Denuvo Analysis

User Experience and Platform Issues

  • Several users say Denuvo has made the experience worse for paying customers than for pirates, especially around installation, bans, and offline play.
  • Linux/Proton users report games that won’t launch, temporary bans when changing configurations or Proton prefixes, and always-online requirements.
  • Others counter that many Denuvo games “just work” for most users on supported OSes and hardware, and issues on Linux are framed as using an unsupported platform.

Performance Impact Debate

  • One side cites benchmarks showing significant FPS drops, worse 1% lows, longer load times, and noticeable hitching when Denuvo is enabled.
  • Another side points to tests where average FPS deltas are tiny and Denuvo checks run infrequently, arguing that complaints are exaggerated or conflated with generally poor AAA optimization.
  • There is agreement that if developers protect the wrong functions or put checks in hot paths, performance can suffer.

Effectiveness and Cracking Ecosystem

  • Consensus: Denuvo is highly effective at delaying piracy, especially near launch; many recent versions remain uncracked.
  • Others note numerous Denuvo-protected games that have been cracked, often after months or after publishers remove Denuvo.
  • Discussion highlights that cracking is possible in principle but often not worth the huge time investment given that protection is usually temporary.

DRM Ethics, Economics, and “Optimal Piracy”

  • Critics: DRM punishes legitimate buyers, invades users’ machines, harms preservation, and treats customers as presumed criminals.
  • Supporters: creators have the right to protect revenue; some piracy is tolerable but reducing it helps fund future games.
  • A recurring idea: the “optimal” level of piracy is non-zero, and the best anti-piracy is convenience and fair pricing (e.g., Steam’s model).

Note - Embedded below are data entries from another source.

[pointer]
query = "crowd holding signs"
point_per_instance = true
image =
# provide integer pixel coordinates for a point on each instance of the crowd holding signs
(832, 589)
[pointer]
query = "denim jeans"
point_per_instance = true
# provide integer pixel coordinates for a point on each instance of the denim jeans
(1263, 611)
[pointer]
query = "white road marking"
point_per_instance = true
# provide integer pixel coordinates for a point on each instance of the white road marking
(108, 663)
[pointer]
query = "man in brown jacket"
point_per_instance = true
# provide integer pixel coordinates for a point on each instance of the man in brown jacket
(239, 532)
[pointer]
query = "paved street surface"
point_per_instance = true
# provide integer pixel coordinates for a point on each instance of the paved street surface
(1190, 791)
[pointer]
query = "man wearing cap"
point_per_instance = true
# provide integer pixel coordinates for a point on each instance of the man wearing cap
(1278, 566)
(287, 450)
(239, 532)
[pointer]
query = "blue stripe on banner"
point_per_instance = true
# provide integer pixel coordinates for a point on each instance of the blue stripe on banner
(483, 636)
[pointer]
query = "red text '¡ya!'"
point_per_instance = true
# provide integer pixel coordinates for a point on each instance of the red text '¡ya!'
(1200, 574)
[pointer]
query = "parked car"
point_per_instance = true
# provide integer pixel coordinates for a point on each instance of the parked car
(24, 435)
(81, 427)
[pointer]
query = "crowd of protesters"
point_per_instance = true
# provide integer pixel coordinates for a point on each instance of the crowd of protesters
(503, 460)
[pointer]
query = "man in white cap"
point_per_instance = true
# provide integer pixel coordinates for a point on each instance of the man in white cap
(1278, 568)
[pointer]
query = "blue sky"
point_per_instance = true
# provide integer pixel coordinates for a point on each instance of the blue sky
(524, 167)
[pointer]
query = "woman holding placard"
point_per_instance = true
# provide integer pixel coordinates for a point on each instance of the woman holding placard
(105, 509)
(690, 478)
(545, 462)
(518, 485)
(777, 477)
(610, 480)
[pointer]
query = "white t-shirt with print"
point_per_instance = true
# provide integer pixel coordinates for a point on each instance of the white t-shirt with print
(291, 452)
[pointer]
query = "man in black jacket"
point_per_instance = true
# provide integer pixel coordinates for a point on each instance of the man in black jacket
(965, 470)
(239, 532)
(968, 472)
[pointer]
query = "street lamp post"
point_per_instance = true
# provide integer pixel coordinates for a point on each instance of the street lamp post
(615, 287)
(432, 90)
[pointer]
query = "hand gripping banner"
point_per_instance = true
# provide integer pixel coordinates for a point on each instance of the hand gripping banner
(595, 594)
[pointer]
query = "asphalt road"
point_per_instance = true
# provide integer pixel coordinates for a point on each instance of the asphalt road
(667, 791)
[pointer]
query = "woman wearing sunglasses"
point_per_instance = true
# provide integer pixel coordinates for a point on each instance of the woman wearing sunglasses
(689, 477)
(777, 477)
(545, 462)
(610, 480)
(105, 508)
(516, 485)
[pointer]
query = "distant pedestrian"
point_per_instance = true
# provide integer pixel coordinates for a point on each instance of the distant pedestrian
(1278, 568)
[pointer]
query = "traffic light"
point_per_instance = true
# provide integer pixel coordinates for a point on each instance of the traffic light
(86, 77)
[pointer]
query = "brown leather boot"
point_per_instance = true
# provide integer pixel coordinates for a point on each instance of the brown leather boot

Longevity, Preservation, and Subscription Model

  • Denuvo is usually licensed as a subscription; many publishers remove it after the initial sales window to save costs and avoid long-term breakage.
  • This is seen by some as a reasonable compromise (strong launch protection, later archival viability) and by others as still ethically unacceptable.

Technical and RE Discussion

  • Commenters dig into Denuvo’s use of VM-based obfuscation, “stolen” constants/instructions provided by a server, heavy use of MBA (mixed Boolean/arithmetic) obfuscation, and UD2/exception tricks.
  • Tools and LLVM passes (e.g., SiMBA, Gamba, related projects) are mentioned as ways to simplify MBAs, with notes that Denuvo itself has released some of these, implying it has more advanced techniques internally.

Indies, Alternatives, and Consumer Response

  • Some avoid any Denuvo games and buy only DRM-free titles (GOG, itch.io) or older/indie games.
  • Others argue DRM for indies is counterproductive, as piracy can act as marketing and word-of-mouth.
  • A number of participants simply “vote with their wallet” and treat Denuvo as a deal-breaker.